Inflation statistics for Canada were released Tuesday morning, and the short story is: Inflation rates are rising in Canada.
The annual inflation rate rose to 1.1% in February from 1.0% in January. That means the rate of inflation is inching up, though the 1.1% reading was below the 1.3% rate that rate-watchers were expecting.
Last February, the annual rate came in at 0.9%, before falling into deflationary territory during March and April (thanks to the COVID-19 crisis). By late August, inflation climbed back into solid positive territory, but still at notably low rates.
Wait, why is this important?
Inflation is a key indicator that policy makers and economists watch and the rate of inflation impacts interest rates, both directly and indirectly. That means that everyday financial products from mortgages to credit cards can be affected by changes in inflation. Likewise, the stock market as a whole, and, in particular, bank stocks, can be impacted by changes in inflation.
In simple terms, the rate of inflation shows the rate at which prices are rising throughout the economy. Prices rising, but at a moderate rate — the Bank of Canada targets a midpoint of 2% per year in a 1% to 3% range — is generally seen as a good thing to keep the economy humming along.
But when prices start rising too fast, that’s not so good. High inflation is often described as “too much money chasing too few goods” and can make it tough for both consumers and businesses to buy the things they need. It also erodes the value of people’s savings. When inflation starts to rise, the Bank of Canada and banks in general, raise interest rates to encourage more savings and less borrowing and spending.

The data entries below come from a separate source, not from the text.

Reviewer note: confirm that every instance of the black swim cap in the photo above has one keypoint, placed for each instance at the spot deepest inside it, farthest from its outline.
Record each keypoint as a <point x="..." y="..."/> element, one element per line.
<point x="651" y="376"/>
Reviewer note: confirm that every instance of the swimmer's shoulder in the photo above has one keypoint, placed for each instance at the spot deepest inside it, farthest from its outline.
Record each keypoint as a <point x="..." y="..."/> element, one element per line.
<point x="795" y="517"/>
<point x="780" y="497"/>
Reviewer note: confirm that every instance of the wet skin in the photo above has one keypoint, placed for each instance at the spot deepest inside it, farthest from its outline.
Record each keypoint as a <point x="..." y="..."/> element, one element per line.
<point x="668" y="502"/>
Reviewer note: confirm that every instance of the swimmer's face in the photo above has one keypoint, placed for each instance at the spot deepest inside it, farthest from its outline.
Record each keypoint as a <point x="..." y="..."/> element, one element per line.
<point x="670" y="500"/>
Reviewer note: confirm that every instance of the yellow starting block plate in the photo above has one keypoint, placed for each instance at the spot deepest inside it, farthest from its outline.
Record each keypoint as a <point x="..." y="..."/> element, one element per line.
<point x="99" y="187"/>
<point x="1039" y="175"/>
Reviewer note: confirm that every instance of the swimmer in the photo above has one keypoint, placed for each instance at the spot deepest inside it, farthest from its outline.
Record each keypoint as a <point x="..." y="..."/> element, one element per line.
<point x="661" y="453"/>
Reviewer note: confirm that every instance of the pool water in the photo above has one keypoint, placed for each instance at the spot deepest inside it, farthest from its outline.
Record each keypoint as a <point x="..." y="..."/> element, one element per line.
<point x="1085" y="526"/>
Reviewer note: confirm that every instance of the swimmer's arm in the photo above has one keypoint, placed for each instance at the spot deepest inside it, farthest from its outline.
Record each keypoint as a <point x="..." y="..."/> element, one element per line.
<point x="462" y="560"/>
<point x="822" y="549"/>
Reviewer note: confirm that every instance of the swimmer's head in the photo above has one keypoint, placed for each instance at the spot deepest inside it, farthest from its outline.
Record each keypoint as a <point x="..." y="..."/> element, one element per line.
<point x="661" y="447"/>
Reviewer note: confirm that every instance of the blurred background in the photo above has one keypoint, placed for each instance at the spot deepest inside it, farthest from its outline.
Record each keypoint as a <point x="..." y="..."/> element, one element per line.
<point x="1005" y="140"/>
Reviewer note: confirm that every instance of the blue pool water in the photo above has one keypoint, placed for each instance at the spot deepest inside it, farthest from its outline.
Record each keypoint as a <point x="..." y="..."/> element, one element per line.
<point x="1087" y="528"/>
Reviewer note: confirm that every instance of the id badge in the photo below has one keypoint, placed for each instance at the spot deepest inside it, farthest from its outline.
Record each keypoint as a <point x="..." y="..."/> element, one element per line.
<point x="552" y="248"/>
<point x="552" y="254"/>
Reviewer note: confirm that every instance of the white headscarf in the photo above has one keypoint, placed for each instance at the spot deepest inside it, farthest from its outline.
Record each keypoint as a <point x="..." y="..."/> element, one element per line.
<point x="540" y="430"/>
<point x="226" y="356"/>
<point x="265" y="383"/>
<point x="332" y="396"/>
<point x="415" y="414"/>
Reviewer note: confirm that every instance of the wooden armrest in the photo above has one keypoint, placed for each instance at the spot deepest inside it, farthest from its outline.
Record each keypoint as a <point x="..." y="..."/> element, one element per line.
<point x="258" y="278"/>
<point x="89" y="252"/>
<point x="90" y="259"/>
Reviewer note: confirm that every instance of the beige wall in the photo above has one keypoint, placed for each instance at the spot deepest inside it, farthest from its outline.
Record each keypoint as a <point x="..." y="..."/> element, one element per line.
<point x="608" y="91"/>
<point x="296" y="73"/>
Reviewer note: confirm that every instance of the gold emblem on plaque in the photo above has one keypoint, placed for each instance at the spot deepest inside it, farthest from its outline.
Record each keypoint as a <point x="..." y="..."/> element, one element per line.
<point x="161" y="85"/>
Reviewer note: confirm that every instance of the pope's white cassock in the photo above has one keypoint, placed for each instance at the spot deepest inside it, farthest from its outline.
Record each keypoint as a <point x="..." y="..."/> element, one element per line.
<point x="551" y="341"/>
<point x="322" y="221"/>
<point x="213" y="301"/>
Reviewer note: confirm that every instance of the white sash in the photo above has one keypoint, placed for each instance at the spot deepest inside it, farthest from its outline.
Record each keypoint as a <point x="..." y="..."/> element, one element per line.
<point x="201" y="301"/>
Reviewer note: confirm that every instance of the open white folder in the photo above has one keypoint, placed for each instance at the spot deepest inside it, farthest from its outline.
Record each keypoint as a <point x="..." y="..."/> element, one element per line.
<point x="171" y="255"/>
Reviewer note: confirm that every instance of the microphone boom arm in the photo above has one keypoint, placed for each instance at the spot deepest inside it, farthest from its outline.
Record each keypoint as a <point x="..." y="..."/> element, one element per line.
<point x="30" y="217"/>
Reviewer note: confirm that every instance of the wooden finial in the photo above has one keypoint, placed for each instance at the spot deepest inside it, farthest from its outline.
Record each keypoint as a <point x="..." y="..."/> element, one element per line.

When inflation is too low, or turns negative (deflationary), it can also be a bad thing. In this case, consumers and businesses may not spend money because they expect prices to fall in the future. Businesses may not hire as much or give as many raises to workers — all of which can contribute to a slower-growing economy. That’s why when this happens — as has been the case in recent years — central banks cut interest rates to encourage borrowing and spending.
Between 2013 and 2020, inflation had been on a slow but steady rise, reaching above 2% by the beginning of 2020. The coronavirus pandemic changed that. Drastically lower consumer and business spending sent inflation plummeting in early 2020. The Bank of Canada responded by slashing interest rates.
But now inflation has started to pick back up as the economy is showing signs of life. Assuming the trend continues, we can expect higher rates from the BoC and banks around the country. While higher rates may not seem like a good thing, seeing them come back into a moderate, sustainable range is actually a positive for the Canadian economy.